Realizing that something had hit the house, she felt trapped. She was leaning up against a wall near the bedroom windows, which were blown out. She saw flames near the windows and no way to get out.
Fearing she would be burned alive if she didn’t escape, she pushed out. Something moved, and a hole opened. She crawled through to the outside, looked down and saw debris.
She sat down, realizing she was alive and that her parents, Douglas and Karen Wielinski, might still be alive. She started screaming for help, in the hope that her parents would find her.
She scooted down from the second floor, then grabbed onto a white object from the twin-engine turboprop plane, possibly a propeller, before sliding down the wing to the ground. She looked up and saw the Continental logo on the plane’s tail.
The front of the house was still standing amid the flames, but the back of the house was gone, she said.
She couldn’t believe what had happened.
“I screamed bloody murder,” she told the State Supreme Court jury. “I was frantic. … I wanted to see my parents.”
At that point, she heard a woman’s voice and saw her mother, Karen Wielinski pop up out of a hole from the family room where she had been watching television with her father, Douglas Wielinski, before he went to the dining room and the plane crashed.
Her mother told her a plane had hit the house and that she didn’t know where her husband was. Jill Wielinski ran toward the middle of the house to look for her father. Her mother grabbed her arm, warning that there might be an explosion.
“Jill, you can’t go back in,” she said her mother told her. “There’s nothing we can do but hope that he got out.”

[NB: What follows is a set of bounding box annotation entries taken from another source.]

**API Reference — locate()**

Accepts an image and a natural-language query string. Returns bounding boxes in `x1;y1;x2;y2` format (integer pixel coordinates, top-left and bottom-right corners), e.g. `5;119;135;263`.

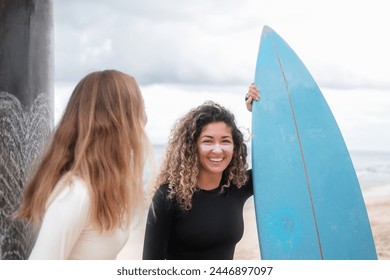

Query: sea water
145;144;390;199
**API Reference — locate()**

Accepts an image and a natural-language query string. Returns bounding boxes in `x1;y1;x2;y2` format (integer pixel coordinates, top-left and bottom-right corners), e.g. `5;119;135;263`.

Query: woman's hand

Jill ran to a neighbor’s house to seek help in looking for her father, but the doors were locked. “We’re still alive, so he has to be alive,” she told herself.

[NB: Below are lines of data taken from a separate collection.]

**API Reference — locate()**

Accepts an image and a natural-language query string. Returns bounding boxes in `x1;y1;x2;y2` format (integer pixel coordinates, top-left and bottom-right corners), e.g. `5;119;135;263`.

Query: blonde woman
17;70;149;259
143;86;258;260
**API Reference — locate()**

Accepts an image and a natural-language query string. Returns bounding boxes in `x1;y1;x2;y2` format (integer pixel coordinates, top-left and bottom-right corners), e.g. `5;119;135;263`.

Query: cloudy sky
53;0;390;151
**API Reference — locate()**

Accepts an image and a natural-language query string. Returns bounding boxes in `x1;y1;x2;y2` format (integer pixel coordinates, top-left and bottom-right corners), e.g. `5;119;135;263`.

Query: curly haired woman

Her mother called to her to follow her as she ran through backyards to Clarence Center Road, then to Long Street, where a crowd had gathered. Karen frantically appealed for assistance for her daughter, who had collapsed, and for help in finding her husband.
“I didn’t want to move anymore,” Jill Wielinski said. “I wanted to sit there. I had no strength left.”

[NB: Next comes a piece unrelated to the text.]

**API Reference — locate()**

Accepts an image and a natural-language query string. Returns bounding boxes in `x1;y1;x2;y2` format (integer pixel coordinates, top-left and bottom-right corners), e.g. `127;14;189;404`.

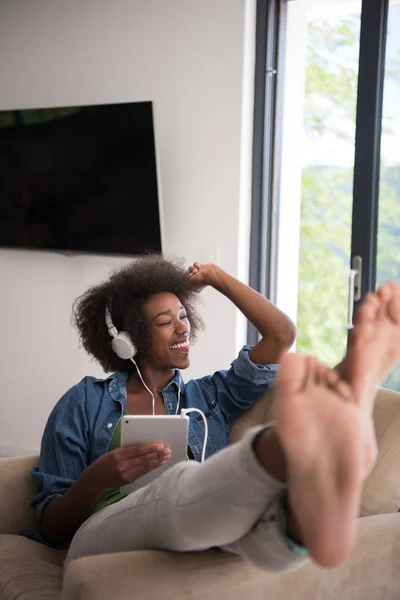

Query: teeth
170;342;189;349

A neighbor came forward and took them to his home, but before they got there, Jill Wielinski ran back to her house, which was still engulfed in flames in the front. She wanted to look for her father, but her mother stopped her.
Once inside the neighbor’s home, Jill Wielinski sat on the floor in a state of shock, unable to move, as her feet bled from cuts she suffered when running barefoot in her pajamas from her home.
The neighbor’s wife put a towel under her feet before the paramedics arrived and treated her cuts and her mother’s injuries.
The neighbor also gave her some shoes for the walk to the fire hall where the ambulance was waiting to take her and her mother to the hospital, because Long Street was inaccessible.
“I didn’t want to leave without my dad,” Jill Wielinski testified, adding that her mother had to force her to walk to the fire hall. “I wanted to run back to the house and find him.
“How could we leave him behind?” she recalled thinking, amid tears. “We have to stay together.”
After she and her mother were examined and treated at the hospital, they were taken to a hotel where they showered and tried to sleep, but she couldn’t sleep, recalling the flames and wondering about what her father went through.
Although she has undergone therapy, she still has trouble sleeping and suffers panic attacks.
“I can’t enjoy life because I always think that something bad is going to happen,” she said. “I have to deal with it for the rest of my life, and I’m only in my 20s.”
The witness, who married Daniel Hohl in September 2009 and lives in Hamburg, is expected to resume her testimony today at the trial, which began Sept. 18.
Justice Frederick J. Marshall told the jury that the family’s attorneys are expected to finish their case Friday or Monday and that attorneys for Colgan Air, which owned and operated the plane; Pinnacle Airlines, its parent; and Continental Airlines, which contracted with Colgan, will need up to two weeks to present their case.